Aus Prinzip, schreibt heute „w&v“, versteckt das Hannoveraner Lokalzeitungshaus Madsack künftig seine selbst geschriebenen Artikel hinter einer Bezahlwand. Vize-Chef Thomas Düffert erklärt: „Unsere journalistische Leistung hat einen hohen Wert und kann deshalb nicht kostenlos zur Verfügung gestellt werden.“

Nun hat Düffert vor einiger Zeit schon einmal bewiesen, dass er schöne, PR-konforme Sätze formulieren kann, die durch Realität und den Geschäftsbericht des eigenen Hauses nicht so richtig gedeckt werden. Nun zeigt er uns, dass sich Geschichte wiederholt. Denn jenes Argument für eine Bezahlwand ist ja nicht neu.

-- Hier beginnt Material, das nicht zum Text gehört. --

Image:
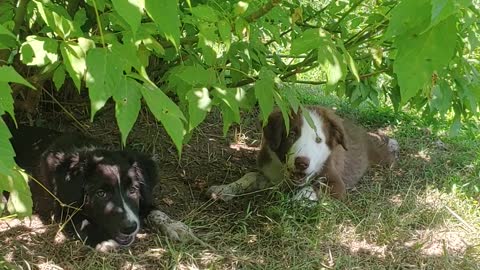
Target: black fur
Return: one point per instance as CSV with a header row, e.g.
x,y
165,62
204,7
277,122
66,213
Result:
x,y
107,185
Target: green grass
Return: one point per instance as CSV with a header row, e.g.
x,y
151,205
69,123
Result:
x,y
423,214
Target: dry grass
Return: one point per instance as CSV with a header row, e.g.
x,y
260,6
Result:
x,y
424,214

Schon vor über 10 Jahren glaubten Verlage, Menschen zahlten zweimal für journalistische Inhalte: einmal mit der Datenleitung und der Hardware – dann auch nochmal per Abo. Und das für Inhalte die sie – im Gegensatz zu Musik und Film – genau einmal konsumieren werden. Und bei denen sie erst nach dem Konsum wissen, ob diese Inhalte ihren Qualitätsvorstellungen entsprachen. Und es ermüdet mich, dies zum xzillionsten Mal aufzuschreiben.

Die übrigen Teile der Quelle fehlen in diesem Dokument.